WTF God?!? Seriously. That's exactly where I'm at right now. I'm out of patience, out of ideas, and frankly, out of "give a shit".
I'm stressed. Tired. Frustrated. On a permanent PMS trip. Annoyed. Irritated. And done.
I've HAD it with my kids. With the disrespect. With the backtalk. With the defiance. With doing it ALONE. You know, last time I checked, I didn't create these 2 boys by myself. Yet, amazingly, I'm raising them completely on my own. So that brings me to the question -
Where the FUCK are their fathers, and WHY aren't they helping?!?!
Oh that's right... because they are losers, deadbeats, and worthless excuses for human beings who have never taken reponsibility for anything a day in their lives. Pathetic.

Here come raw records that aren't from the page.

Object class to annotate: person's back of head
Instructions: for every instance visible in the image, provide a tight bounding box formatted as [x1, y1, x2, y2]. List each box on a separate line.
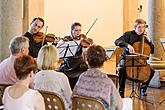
[9, 36, 29, 55]
[14, 55, 37, 80]
[37, 45, 59, 70]
[86, 45, 107, 68]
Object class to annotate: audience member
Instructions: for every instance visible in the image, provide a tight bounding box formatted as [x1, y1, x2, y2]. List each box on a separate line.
[0, 36, 29, 84]
[34, 45, 72, 110]
[2, 55, 45, 110]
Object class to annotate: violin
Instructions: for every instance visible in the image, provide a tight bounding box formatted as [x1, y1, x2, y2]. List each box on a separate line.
[33, 32, 61, 43]
[74, 34, 93, 48]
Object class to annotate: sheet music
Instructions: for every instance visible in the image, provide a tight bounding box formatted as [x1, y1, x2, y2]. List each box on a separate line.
[57, 40, 80, 58]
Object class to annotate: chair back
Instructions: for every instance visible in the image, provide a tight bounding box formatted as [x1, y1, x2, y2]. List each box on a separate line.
[72, 96, 105, 110]
[0, 84, 11, 106]
[39, 90, 65, 110]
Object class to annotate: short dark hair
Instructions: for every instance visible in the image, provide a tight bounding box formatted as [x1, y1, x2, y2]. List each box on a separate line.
[134, 19, 146, 28]
[31, 17, 45, 27]
[71, 22, 81, 30]
[9, 36, 29, 55]
[86, 45, 107, 68]
[14, 55, 37, 80]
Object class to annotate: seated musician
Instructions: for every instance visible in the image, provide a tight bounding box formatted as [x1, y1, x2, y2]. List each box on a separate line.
[57, 22, 88, 89]
[115, 19, 154, 97]
[24, 17, 44, 58]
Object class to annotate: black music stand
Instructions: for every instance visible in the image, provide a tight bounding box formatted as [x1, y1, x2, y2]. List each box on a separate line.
[57, 40, 80, 73]
[125, 55, 154, 105]
[125, 55, 147, 98]
[57, 41, 80, 58]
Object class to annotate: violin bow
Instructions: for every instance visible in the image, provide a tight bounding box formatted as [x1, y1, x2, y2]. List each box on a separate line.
[133, 53, 161, 61]
[85, 18, 98, 35]
[42, 26, 48, 46]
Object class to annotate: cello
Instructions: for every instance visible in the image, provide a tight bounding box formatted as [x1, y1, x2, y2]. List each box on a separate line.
[126, 35, 151, 82]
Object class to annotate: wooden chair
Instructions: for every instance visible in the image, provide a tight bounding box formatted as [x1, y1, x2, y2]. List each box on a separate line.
[39, 90, 65, 110]
[0, 84, 11, 106]
[72, 96, 105, 110]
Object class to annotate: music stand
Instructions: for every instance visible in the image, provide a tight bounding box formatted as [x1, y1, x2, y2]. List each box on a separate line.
[125, 55, 154, 105]
[125, 55, 147, 98]
[57, 40, 80, 58]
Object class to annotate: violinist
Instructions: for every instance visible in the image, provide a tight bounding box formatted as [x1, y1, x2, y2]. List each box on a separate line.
[58, 22, 88, 89]
[24, 17, 44, 58]
[115, 19, 154, 97]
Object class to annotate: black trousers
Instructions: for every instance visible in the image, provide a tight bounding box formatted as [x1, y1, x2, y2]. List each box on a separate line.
[118, 62, 155, 97]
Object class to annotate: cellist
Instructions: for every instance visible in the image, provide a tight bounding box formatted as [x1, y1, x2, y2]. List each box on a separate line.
[115, 19, 154, 98]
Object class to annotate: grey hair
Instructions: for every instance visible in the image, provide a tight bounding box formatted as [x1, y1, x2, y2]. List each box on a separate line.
[9, 36, 29, 55]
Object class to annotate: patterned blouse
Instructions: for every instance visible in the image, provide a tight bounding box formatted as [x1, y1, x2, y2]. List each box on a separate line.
[72, 68, 121, 110]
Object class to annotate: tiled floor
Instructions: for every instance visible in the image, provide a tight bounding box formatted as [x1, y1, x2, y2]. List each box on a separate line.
[103, 59, 165, 110]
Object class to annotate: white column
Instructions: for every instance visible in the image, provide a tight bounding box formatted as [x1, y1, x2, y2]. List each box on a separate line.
[148, 0, 165, 60]
[0, 0, 23, 60]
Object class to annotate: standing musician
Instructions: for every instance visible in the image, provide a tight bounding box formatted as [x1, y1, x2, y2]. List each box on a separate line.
[57, 22, 91, 89]
[24, 17, 44, 58]
[115, 19, 154, 98]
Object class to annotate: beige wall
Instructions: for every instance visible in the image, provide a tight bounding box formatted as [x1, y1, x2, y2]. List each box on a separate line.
[44, 0, 123, 47]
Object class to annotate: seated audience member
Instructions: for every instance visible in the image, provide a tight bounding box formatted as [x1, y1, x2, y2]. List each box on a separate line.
[34, 45, 72, 110]
[0, 36, 29, 84]
[72, 45, 132, 110]
[2, 55, 45, 110]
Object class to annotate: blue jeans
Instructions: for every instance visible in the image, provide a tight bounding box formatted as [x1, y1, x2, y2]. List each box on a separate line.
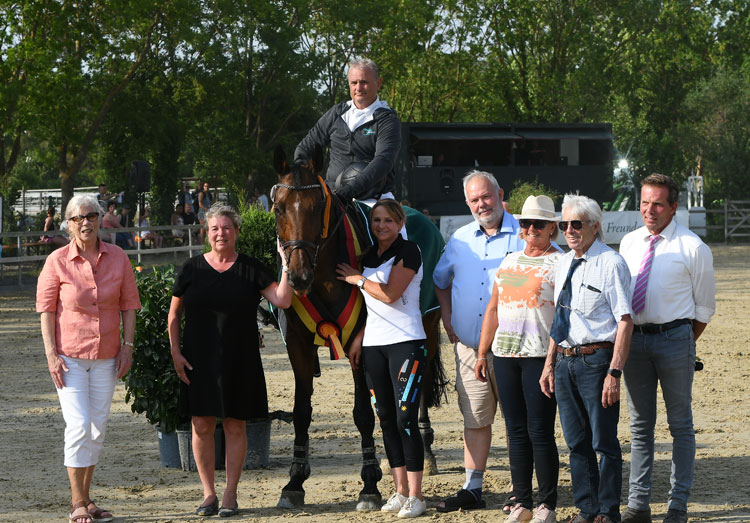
[555, 349, 622, 521]
[492, 356, 560, 510]
[625, 324, 695, 510]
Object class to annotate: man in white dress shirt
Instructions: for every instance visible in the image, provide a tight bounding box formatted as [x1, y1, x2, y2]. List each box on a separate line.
[620, 174, 716, 523]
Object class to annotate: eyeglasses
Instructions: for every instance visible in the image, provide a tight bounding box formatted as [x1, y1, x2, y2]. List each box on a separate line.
[518, 220, 550, 230]
[558, 220, 583, 232]
[68, 211, 99, 223]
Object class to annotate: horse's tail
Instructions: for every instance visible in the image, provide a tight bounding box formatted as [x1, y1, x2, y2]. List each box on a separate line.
[424, 344, 448, 408]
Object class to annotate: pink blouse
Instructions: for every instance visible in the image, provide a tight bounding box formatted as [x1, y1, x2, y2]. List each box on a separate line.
[36, 240, 141, 359]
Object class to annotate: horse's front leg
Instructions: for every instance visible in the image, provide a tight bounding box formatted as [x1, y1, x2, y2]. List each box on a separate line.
[352, 368, 383, 512]
[276, 344, 313, 508]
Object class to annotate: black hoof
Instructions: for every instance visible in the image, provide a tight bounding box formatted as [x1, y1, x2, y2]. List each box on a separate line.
[276, 490, 305, 508]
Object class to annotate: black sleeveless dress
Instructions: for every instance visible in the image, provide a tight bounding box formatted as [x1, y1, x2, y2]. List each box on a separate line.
[172, 254, 276, 420]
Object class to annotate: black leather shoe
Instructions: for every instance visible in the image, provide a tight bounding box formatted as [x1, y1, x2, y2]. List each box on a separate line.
[195, 497, 219, 516]
[622, 507, 651, 523]
[664, 508, 687, 523]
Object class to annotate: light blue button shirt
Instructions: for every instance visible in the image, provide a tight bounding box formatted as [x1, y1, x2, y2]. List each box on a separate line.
[555, 239, 632, 347]
[432, 212, 526, 349]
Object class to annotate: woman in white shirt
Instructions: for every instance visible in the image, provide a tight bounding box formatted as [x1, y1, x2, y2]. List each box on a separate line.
[338, 200, 427, 518]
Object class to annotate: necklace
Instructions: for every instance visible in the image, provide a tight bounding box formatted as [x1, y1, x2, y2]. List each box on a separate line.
[523, 242, 552, 258]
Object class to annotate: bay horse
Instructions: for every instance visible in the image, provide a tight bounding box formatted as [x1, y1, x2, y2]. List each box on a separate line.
[271, 147, 447, 511]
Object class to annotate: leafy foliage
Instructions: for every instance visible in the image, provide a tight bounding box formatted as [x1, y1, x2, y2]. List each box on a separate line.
[236, 192, 276, 274]
[507, 180, 560, 214]
[124, 265, 185, 432]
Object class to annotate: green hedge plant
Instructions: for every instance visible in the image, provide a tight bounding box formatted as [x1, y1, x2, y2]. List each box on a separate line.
[124, 265, 181, 432]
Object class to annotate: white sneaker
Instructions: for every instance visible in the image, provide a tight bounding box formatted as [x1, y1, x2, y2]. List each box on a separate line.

I am sick of being the only responsible one. Of doing everything all the time. Of never getting to do what I want because I'm the only one here to do what my boys need. I'm tired of all responsibility and no freedom.
I am tired of working 50 hours a week with a boss who drives me INSANE just to make ends meet. Of constantly sacrificing and going without so that they can have what they want. Oh, and the next time I spend 3 hours at Chuck E Cheese and then immediately afterwards get told by my 5 year old "You never do anything for us" I SWEAR I am going to slap someone.
I am so completely tired of nothing I do ever being good enough. Especially for my family. I am 25 years old. At what point do they stop judging and start accepting?
Oh yea, probably never. Hasn't happened yet. Graduating as valedictorian didn't do it. Getting my college degree while raising 2 boys and bartending at night didn't do it. Moving 1000 miles from home to get away from an abusive relationship and becoming competely self sufficient didn't do it.
So, just out of curiousity, what the FUCK will?!?
All I'm looking for here is a little direction. A little help. A little encouragement. And a little bit of a break.
They say that God will meet you where you are. Well, HERE I AM. And guess what? God isn't showing up. At least not in any tangible way that gives me any clue where he is or what I'm supposed to do.
I know that there is a God. I also know that he is big enough to handle my anger. And trust me, I'm angry. Seriously pissed off. So I hope he's ready to take it.
I'm tired of being alone. Tired of being single. Tired of raising kids by myself. Tired of being exhausted all the time. Tired of putting my dreams on hold. Tired of waiting.
It's not fair. And I'm mad.
I know I'm being selfish. I know I'm being immature. And I know I'm being ridiculous. But I just needed to get it out.
So now I'm going to go directly to time out and pull myself together. And tomorrow will be another day. Hopefully a better one. And one without any temper tantrums - at least on my part.